円安による家計へのダメージを緩和するべく、エネルギー価格の高騰の抑止策となりうる「原発再稼働」を岸田首相が指示しました。冬の電力の安定確保のため、最大9基の原発稼働を進めるように会見で話しました。ある世論調査で「原発の再稼働について賛否」を尋ねたところ「賛成」が48.4%と半数近く、「反対」は27.9%、「どちらとも言えない・分からない」は23.8%と賛成の多さから世論の関心度の高さも伺えます。
■9基再稼働の本当の意味
今回の岸田首相の再稼働の会見をめぐっては、電力会社が再稼働を申請した25基のうち原子力規制委員会の審査を通過した計画を追認したに過ぎないと言う意見があります。つまり、新規の再稼働ではなく、既に決まっていた既定路線を発表しただけで“うまい表現に騙されているだけなのではないか”との見方です。確かに、今回の再稼働は西日本の施設であり、東日本が入っていません。電力の安定供給に最低限必要な予備率3%を下回っている東京電力と東北電力は2023年1月には1.5%と深刻な電力不足が予想されているため、東日本も含めて議論を進めるべきであって「9基では足りない」との意見も多いようです。しかし、これまで現役の総理が原発に対して明確にメッセージを出す事は考えにくい状況でした。足元のエネルギー価格の高騰や円安の進行、参院選の勝利などの条件が整ったことで発言できた意味合いは大きいと言えるでしょう。この先、継続的にメッセージを出せば、原子力規制委員会へのマインドにも影響を与えることになると考えます。今冬は夏よりも電力不足が深刻と予想されているため、日本の危機に対処した政策の実行が急務なのは間違いないでしょう。
■原発再開は貿易赤字を半減できる可能性
国力という視点から原発再開によって貿易収支が改善する可能性について考えましょう。急速に進む円安の構造要因としては、近年、国際収支における経常収支及び貿易収支の赤字が定着していることも1つです。2021年の貿易統計は、輸出額は83兆931億円、輸入額は84兆5652億円となり、輸出額から輸入額を差し引いた貿易収支は1兆4722億円の赤字です。特にLNG輸入で貿易収支が悪化している。2021年のLNG輸入額は4兆2,779億円に達しています。LNGの輸入量を減らすことができれば、貿易収支の改善に寄与することができると考えられます。
では、原発再開することで、LNGの輸入量削減にどれほどのインパクトがあるのでしょうか。2021年の国内LNG消費量は7,432万トンでした。
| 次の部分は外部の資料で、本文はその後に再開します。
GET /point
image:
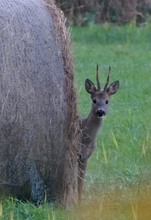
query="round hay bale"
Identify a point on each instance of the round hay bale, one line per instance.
(37, 103)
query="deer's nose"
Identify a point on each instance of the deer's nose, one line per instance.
(100, 113)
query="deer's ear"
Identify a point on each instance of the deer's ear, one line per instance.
(113, 88)
(89, 86)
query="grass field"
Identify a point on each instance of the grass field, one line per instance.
(118, 180)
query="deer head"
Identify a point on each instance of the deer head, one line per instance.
(100, 97)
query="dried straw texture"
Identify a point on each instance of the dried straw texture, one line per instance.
(38, 103)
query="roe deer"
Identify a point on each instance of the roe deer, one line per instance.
(91, 125)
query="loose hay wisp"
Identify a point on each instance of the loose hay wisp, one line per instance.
(38, 107)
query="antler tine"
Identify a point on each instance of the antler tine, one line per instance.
(107, 80)
(97, 78)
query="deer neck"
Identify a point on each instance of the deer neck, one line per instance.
(92, 125)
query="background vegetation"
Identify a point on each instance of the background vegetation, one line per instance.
(82, 12)
(118, 184)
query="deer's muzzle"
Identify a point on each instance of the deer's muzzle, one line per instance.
(100, 113)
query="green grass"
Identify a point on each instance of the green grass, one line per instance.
(119, 171)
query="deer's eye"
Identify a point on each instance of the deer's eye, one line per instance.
(94, 101)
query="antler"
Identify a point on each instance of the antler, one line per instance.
(107, 80)
(97, 78)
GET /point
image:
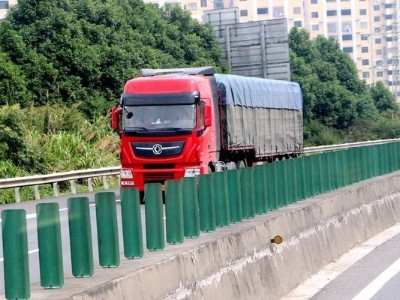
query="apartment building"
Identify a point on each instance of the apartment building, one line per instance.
(366, 29)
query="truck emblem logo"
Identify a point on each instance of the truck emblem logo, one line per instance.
(157, 149)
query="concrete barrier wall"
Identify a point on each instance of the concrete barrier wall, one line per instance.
(240, 262)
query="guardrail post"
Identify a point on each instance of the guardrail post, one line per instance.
(131, 222)
(55, 189)
(234, 196)
(222, 217)
(80, 237)
(73, 186)
(154, 217)
(17, 195)
(174, 211)
(50, 249)
(107, 229)
(206, 203)
(15, 252)
(37, 192)
(190, 198)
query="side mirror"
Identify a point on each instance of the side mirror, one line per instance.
(115, 112)
(207, 116)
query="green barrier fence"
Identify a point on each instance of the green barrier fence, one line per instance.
(107, 229)
(131, 223)
(50, 249)
(80, 237)
(155, 237)
(15, 253)
(174, 211)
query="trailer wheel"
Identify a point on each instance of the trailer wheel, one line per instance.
(240, 164)
(231, 165)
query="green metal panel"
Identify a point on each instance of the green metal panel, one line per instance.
(174, 211)
(15, 253)
(80, 237)
(271, 182)
(191, 215)
(234, 196)
(260, 191)
(248, 199)
(50, 249)
(206, 203)
(155, 237)
(131, 223)
(222, 217)
(107, 229)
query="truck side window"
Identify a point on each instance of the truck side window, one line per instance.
(201, 122)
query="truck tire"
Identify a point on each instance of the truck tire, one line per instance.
(240, 164)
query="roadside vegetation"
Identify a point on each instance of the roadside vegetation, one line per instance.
(63, 65)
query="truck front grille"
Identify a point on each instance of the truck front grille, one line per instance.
(157, 177)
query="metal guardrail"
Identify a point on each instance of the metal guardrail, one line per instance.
(72, 176)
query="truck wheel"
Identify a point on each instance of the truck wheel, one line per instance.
(231, 165)
(240, 164)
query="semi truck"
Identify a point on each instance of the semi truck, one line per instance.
(191, 121)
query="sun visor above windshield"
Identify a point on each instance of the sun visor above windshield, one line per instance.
(160, 99)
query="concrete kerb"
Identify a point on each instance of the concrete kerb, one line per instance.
(239, 261)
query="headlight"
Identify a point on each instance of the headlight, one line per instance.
(192, 172)
(126, 174)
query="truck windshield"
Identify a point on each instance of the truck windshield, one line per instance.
(159, 117)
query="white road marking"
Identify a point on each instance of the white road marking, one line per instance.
(317, 282)
(374, 287)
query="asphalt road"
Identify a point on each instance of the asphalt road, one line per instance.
(369, 271)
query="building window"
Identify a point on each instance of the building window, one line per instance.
(347, 37)
(297, 10)
(332, 28)
(331, 13)
(346, 12)
(297, 23)
(348, 49)
(192, 6)
(279, 11)
(4, 5)
(363, 24)
(218, 4)
(347, 27)
(262, 10)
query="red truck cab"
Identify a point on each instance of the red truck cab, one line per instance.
(168, 125)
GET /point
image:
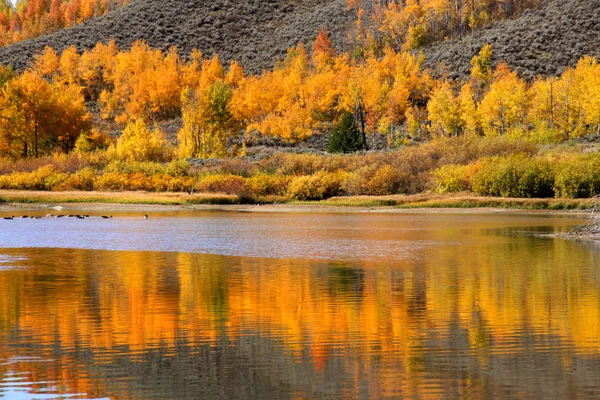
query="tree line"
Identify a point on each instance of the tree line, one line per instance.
(49, 107)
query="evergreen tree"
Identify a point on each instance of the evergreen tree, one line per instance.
(345, 137)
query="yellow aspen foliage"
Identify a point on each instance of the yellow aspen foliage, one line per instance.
(68, 66)
(235, 75)
(415, 122)
(283, 110)
(444, 111)
(542, 113)
(94, 68)
(139, 143)
(504, 107)
(37, 117)
(481, 65)
(469, 119)
(569, 115)
(323, 51)
(207, 122)
(588, 71)
(145, 84)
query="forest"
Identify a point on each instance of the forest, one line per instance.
(59, 117)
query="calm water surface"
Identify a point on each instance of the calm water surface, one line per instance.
(273, 306)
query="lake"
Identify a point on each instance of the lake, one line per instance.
(199, 305)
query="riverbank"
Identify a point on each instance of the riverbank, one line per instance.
(134, 201)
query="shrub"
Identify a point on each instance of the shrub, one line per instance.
(578, 177)
(81, 180)
(451, 178)
(319, 186)
(268, 185)
(345, 137)
(227, 184)
(514, 176)
(138, 143)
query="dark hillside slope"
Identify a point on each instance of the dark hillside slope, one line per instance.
(254, 32)
(541, 41)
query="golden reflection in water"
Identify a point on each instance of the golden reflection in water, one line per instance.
(489, 318)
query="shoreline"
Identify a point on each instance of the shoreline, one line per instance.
(400, 204)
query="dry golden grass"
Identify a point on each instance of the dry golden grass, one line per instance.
(21, 196)
(425, 200)
(459, 200)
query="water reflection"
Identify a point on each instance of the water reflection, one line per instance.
(502, 315)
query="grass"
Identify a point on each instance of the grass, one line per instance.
(31, 197)
(462, 200)
(425, 200)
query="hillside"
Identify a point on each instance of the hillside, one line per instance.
(541, 41)
(256, 33)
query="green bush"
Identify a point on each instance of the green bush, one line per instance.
(451, 178)
(268, 185)
(578, 177)
(227, 184)
(515, 176)
(319, 186)
(345, 137)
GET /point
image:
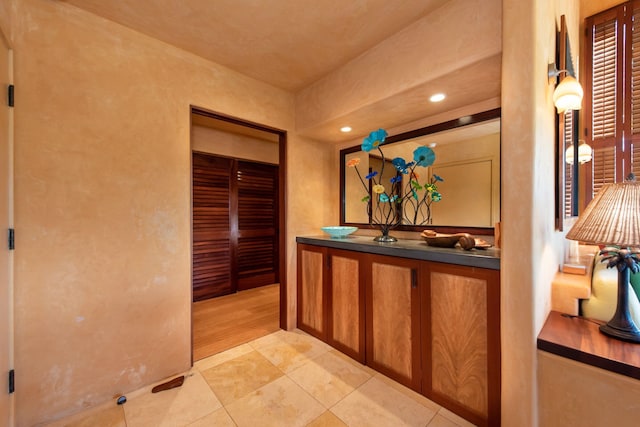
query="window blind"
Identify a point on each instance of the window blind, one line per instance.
(613, 89)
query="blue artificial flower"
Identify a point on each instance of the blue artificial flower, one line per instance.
(400, 164)
(375, 139)
(424, 156)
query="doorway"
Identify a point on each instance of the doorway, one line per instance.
(238, 240)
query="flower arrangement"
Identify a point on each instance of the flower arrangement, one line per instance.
(403, 197)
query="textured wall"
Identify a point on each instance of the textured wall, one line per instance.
(103, 203)
(209, 140)
(531, 248)
(573, 394)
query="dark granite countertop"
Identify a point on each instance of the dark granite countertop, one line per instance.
(414, 249)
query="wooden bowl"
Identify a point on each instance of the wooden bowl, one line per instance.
(442, 240)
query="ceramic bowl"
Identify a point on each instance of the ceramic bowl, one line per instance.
(338, 232)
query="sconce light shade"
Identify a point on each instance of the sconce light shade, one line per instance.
(585, 153)
(568, 95)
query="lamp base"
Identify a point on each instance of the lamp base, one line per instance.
(631, 334)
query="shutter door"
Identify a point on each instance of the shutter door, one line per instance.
(603, 167)
(603, 109)
(212, 269)
(257, 225)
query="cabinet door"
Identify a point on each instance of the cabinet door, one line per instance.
(345, 300)
(461, 340)
(311, 295)
(393, 319)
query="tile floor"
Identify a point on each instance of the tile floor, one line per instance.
(284, 379)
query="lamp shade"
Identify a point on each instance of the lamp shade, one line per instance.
(611, 218)
(568, 95)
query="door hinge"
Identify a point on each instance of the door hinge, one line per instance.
(10, 93)
(12, 381)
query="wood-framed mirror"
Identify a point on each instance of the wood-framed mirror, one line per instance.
(567, 143)
(467, 153)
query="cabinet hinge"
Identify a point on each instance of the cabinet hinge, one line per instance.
(10, 95)
(12, 381)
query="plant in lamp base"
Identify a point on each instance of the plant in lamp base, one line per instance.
(621, 324)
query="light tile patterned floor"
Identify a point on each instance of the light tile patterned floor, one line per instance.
(283, 379)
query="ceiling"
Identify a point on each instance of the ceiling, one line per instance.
(286, 43)
(292, 44)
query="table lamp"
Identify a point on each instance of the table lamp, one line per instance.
(612, 219)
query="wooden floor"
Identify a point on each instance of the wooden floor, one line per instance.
(225, 322)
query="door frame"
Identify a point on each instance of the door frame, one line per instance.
(7, 324)
(282, 163)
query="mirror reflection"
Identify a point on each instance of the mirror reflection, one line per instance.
(465, 177)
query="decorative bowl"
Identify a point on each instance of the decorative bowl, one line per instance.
(442, 240)
(339, 232)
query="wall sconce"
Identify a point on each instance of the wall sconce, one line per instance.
(568, 94)
(585, 153)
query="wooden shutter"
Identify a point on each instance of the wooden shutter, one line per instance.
(257, 224)
(613, 89)
(603, 167)
(603, 110)
(235, 225)
(634, 89)
(212, 258)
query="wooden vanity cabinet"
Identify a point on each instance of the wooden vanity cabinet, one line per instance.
(392, 312)
(432, 326)
(461, 340)
(331, 299)
(311, 293)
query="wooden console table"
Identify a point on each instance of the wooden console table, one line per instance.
(579, 339)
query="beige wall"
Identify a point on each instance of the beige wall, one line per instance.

ある試算に基づけば、原発1基の再稼働で年間約57万トンのLNGが削減でき、326億円のコスト削減に繋がります。9基再稼働で約2934億円、また25基の稼働で8150億円のコスト削減に繋がる試算ができます。2021年の貿易統計を基準に考えた場合、原発の再稼働によって1兆4,722億円の貿易赤字のうち、9基稼働で約20%、25基稼働で約55%の赤字幅を押さえことができるインパクトとなるわけです。もちろん原発再開だけで、貿易赤字を吸収できるほどの金額ではないものの、ある程度の赤字改善には寄与するでしょう。今後、貿易統計の赤字幅が縮小するデータが発表されることを為替市場が織り込むことも十分にあり得ると考えます。